Added the council leader: “He then texted me saying that, as he was an employee of Glasgow City Council, and seeing the direction the council was heading in, he’d now be supporting North Korea.”
Father figured
“MY husband only stays with me because of the children,” declared the woman having coffee with her friends in Glasgow.
“Neither of them would let him move in with them.”
Equally amusing
READER John Delaney, visiting the Brown Bull Inn in Lochwinnoch, noticed that one of the teams in the pub quiz was named The Late Equaliser.
“Are you a football team?” he asked one of the players.
“No,” the chap replied. “It’s in tribute to Edward Woodward.”
Fat chance
DAVID Donaldson read the story that was on The Herald’s world news page on Saturday about a Peruvian gang being accused of killing people in order to sell their fat to a European cosmetics manufacturer, and thought: “Human fat selling for £9000 a litre!
“That’s great news for the SNP -- Scotland can afford independence, even without the banks and the oil.”
Close call
A READER shopping in Glasgow’s Buchanan Galleries saw a young woman, there with an older lady, point to a pair of shoes in an unusual shade of green, and ask: “Oh, Nan, look at these shoes. What shade would you call them?”
“Wally close green,” the elderly lady replied, which, although probably not on the manufacturer’s colour chart, was nevertheless an exact description any Glaswegian would recognise, reckons our reader.
Whale of a tale
JOKEY corrections by teachers, continued. Richard Treadgold tells us that his son, when in Primary Five, referred to the countries that were competing in the football Home Internationals as Scotland, England, Ireland and Whales.
Says Richard: “His teacher appended a rather well-drawn cartoon of a goalmouth incident involving a player in blue shooting past a defending whale in a red shirt. This pre-dated Billy the Fish in Viz magazine by many years.”
Pullover the other one
AS we are always keen to know what our cousins across the Atlantic are thinking, we pass on from a reader in New York State a gag printed in her local newspaper.

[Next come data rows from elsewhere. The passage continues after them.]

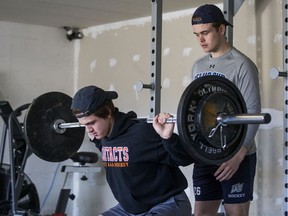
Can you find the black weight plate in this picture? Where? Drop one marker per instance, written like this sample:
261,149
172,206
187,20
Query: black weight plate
193,139
206,114
42,138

A Scot and an American were talking about playing golf during the various seasons of the year. “In most parts of the USA we can’t play in the winter time. We have to wait until spring,” the American said.
“Why, in Scotland we can even play in the winter. Snow and cold are no object to us,” said the Scot.
“Well, what do you do? Paint your balls black?” asked the American.
“No,” said the Scot, “we just put on an extra sweater or two.”
Caring for the bear
“IF Children In Need raised over £20m,” said the chap in the pub the other night, “why don’t they get Pudsey’s eye fixed?”